If it’s not said in an interesting way, then it’s a cliché, or if they’ve heard it too much, it’s a cliché. But if it’s said in an interesting way, then it may remind them of something that was important, or it might convert their specific knowledge, or might be a hook for converting their specific knowledge into more general knowledge in their own minds.
So I find that process useful for myself and hopefully others do too. Now, for the specific tweet, I just noticed this tendency where people are very cynical and they’ll say, “All the wealth is stolen,” for example, by banksters and the like, or crony capitalists or what have you, or just outright thieves or oligarchs.
- “You can’t rise up in this world if you’re X.”
- “You can’t rise up in this world if you’re a poor kid.”
- “You can’t rise up in this world if you are from this race or ethnicity, if you were born in that country, or if you are lame or crippled or blind,” or what have you.
The problem with this is that yes, there are real hindrances in the world. It is not a level playing field, and fair is something that only exists in a child’s imagination and cannot be pinned down in any real way. But the world is not entirely luck. In fact, you know that because in your own life there are things that you have done that have led to good outcomes and you know that if you had not done that thing, it would not have led to that good outcome.

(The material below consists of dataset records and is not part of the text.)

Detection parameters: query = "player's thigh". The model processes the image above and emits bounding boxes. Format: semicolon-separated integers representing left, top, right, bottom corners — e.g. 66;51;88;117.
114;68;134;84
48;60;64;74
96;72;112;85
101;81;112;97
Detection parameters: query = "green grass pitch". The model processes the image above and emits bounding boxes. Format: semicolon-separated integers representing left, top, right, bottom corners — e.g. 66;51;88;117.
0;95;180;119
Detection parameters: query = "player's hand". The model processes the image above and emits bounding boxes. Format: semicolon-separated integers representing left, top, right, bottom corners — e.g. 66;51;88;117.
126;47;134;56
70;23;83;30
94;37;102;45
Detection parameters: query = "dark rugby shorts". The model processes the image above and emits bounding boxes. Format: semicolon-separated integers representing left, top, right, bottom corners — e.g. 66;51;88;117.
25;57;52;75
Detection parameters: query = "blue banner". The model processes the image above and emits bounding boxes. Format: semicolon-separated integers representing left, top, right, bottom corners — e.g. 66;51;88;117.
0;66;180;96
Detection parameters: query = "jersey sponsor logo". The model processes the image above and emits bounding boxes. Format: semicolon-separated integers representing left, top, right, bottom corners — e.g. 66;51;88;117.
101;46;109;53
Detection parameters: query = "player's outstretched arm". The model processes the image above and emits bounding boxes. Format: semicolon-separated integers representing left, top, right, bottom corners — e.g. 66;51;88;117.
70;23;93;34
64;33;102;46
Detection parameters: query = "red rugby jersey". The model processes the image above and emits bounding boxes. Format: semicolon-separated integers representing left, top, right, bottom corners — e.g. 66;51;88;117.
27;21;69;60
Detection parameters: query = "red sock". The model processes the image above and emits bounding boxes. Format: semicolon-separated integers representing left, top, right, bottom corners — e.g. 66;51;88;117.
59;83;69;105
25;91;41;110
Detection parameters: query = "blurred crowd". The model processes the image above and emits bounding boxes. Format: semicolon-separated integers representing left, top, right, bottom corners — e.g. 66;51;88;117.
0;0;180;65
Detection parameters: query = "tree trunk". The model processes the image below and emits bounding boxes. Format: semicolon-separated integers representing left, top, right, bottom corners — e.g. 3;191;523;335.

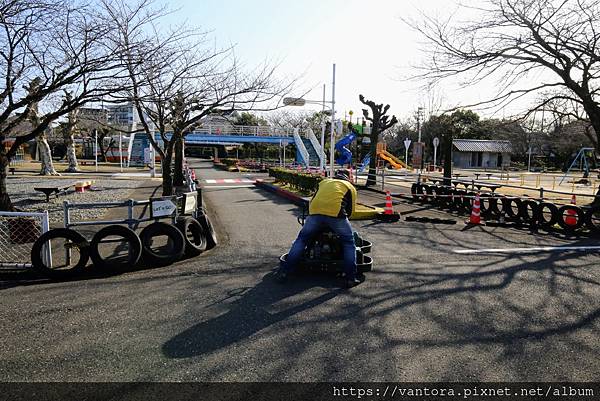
0;146;15;212
65;134;79;173
173;137;184;187
161;151;173;196
36;134;60;175
442;132;452;185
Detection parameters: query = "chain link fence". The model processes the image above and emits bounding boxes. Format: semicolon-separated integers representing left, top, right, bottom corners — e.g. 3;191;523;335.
0;212;48;269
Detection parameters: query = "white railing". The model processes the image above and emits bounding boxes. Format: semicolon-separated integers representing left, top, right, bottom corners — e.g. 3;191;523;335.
189;124;294;137
0;212;51;269
306;128;325;166
294;128;310;166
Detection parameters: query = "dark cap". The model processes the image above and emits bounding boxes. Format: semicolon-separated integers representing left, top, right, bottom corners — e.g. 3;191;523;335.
334;168;350;181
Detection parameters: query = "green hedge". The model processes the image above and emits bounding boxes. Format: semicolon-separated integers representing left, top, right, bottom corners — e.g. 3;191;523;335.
269;167;323;193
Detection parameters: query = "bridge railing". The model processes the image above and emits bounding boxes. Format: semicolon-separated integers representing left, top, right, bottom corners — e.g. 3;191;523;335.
191;125;304;138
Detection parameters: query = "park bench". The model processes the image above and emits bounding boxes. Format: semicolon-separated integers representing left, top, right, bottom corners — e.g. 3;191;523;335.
33;185;71;203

So you can absolutely move the needle, and it’s not all luck. And especially the longer the timeframe you’re talking about, the more intense the activity, the more iteration you take and the more thinking and choice you apply into it, the less luck matters. It recedes into the distance.
To give you a simple example, which most people won’t love because they’re not in Silicon Valley, but every brilliant person I met in Silicon Valley 20 years ago, every single one, the young brilliant ones, every single one is successful. Every single one. I cannot think of an exception. I should have gone back and just indexed them all based on their brilliance. By the way, that’s what Y Combinator does at scale, right? What a great mechanism.

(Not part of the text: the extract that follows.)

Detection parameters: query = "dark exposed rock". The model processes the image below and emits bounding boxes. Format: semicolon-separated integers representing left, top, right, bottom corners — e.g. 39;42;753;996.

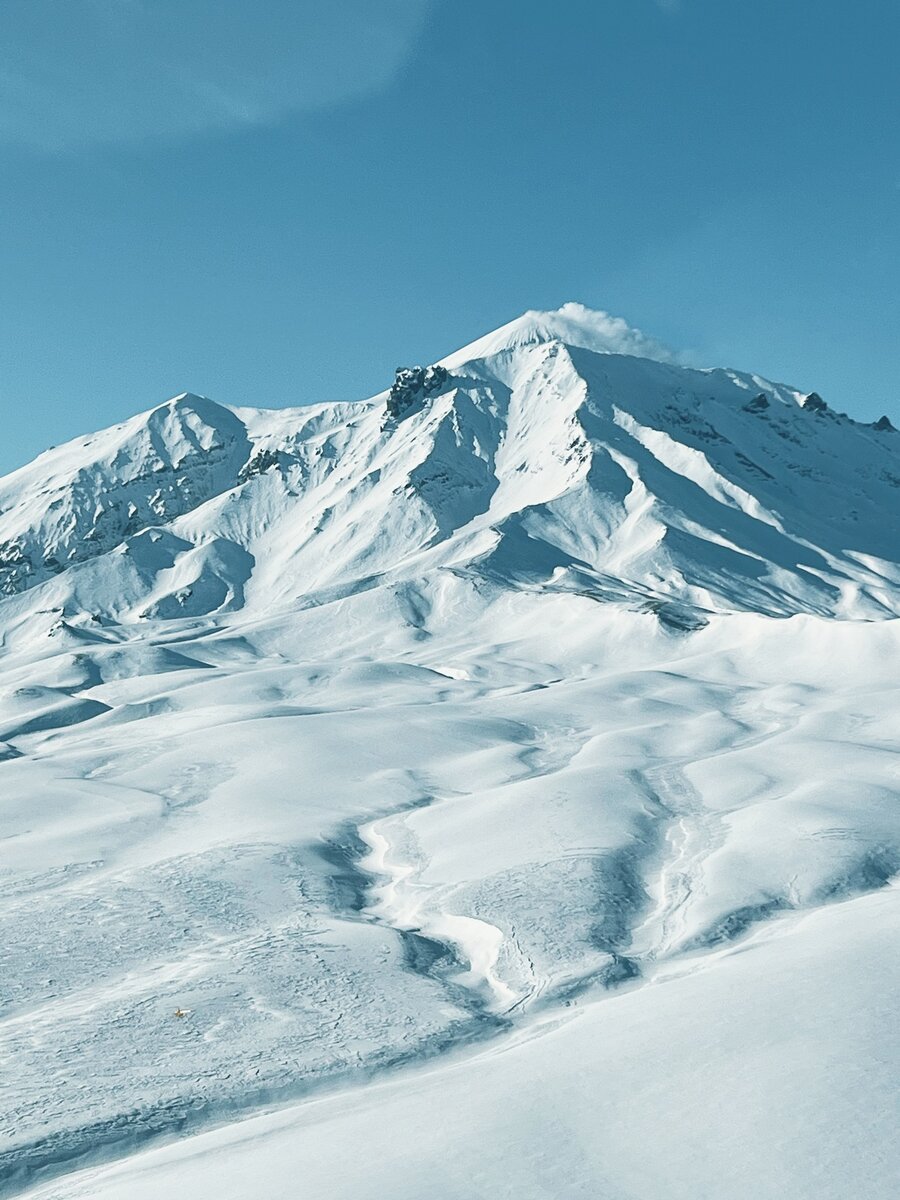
238;449;281;484
388;366;448;420
744;392;769;413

So it works. If people stick at it for 20 years, it works. Now you might say, “Easy for you to say, man, that’s for the people in Silicon Valley.”
No one was born here. They all moved here. They moved here because they wanted to be where the other smart kids were and because they wanted to be high agency. So agency does work, but if you’re keeping track of the time period, you’re going to be disappointed.

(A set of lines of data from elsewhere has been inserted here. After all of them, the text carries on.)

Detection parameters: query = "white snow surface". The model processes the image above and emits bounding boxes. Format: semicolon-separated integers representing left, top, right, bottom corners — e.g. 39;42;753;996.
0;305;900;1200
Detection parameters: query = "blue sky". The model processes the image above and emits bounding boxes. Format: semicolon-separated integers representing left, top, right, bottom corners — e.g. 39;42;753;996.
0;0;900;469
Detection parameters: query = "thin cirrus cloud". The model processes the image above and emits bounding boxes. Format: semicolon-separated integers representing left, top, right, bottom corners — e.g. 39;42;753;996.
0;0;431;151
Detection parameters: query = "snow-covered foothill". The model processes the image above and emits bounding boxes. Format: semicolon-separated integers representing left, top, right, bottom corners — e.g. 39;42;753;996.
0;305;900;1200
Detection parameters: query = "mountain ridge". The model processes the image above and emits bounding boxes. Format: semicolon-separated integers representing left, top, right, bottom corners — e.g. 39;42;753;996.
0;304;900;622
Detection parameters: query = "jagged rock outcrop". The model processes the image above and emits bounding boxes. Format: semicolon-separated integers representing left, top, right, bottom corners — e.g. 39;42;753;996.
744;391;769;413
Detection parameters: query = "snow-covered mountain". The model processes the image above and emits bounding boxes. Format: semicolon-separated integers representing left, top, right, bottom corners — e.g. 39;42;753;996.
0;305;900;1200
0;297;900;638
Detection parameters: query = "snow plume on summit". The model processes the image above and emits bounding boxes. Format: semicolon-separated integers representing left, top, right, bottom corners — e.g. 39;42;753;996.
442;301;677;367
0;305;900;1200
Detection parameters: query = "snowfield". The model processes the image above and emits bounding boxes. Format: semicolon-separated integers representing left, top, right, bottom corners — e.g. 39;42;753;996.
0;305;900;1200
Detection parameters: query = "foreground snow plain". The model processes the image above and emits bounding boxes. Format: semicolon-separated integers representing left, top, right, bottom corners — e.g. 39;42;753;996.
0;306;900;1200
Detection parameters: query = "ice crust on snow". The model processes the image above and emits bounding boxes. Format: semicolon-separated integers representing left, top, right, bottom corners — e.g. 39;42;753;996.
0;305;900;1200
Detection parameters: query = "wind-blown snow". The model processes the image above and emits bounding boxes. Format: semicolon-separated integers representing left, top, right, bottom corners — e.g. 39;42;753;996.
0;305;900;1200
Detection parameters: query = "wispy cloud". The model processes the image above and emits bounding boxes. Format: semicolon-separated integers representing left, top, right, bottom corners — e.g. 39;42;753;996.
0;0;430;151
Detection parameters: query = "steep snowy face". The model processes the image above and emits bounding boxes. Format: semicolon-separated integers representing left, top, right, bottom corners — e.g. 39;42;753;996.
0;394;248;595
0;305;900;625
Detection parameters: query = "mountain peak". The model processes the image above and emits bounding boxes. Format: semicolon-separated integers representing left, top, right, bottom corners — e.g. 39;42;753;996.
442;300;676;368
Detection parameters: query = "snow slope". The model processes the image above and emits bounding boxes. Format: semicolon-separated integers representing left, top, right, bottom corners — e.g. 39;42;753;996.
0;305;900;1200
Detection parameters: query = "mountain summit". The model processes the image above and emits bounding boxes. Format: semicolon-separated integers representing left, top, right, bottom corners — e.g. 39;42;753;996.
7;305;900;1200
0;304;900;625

You’ll give up too soon. So you need a higher motivator. That’s why Elon goes to Mars, and that’s why Sam wants to invent AGI. And that’s why Steve Jobs wanted to build, 50 years ago, in the eighties he was talking about building a computer that would fit in a book.
He was talking about the iPad. So it’s these very long visions that sustain you over the long periods of time to actually build the thing you want to build and get to where you want to get.
So a cynical belief is self-fulfilling. A pessimistic belief is like you’re driving the motorcycle, but you’re looking at the brick wall that you’re supposed to turn away from. You will turn into the brick wall without even realizing it.
So you have to preserve your agency. You have to preserve your belief that you can change things. You’re born with agency. Children are high-agency. They go get what they want. If they want something, they see it, they go get it. You have to preserve your agency. You have to preserve your belief that you can change things.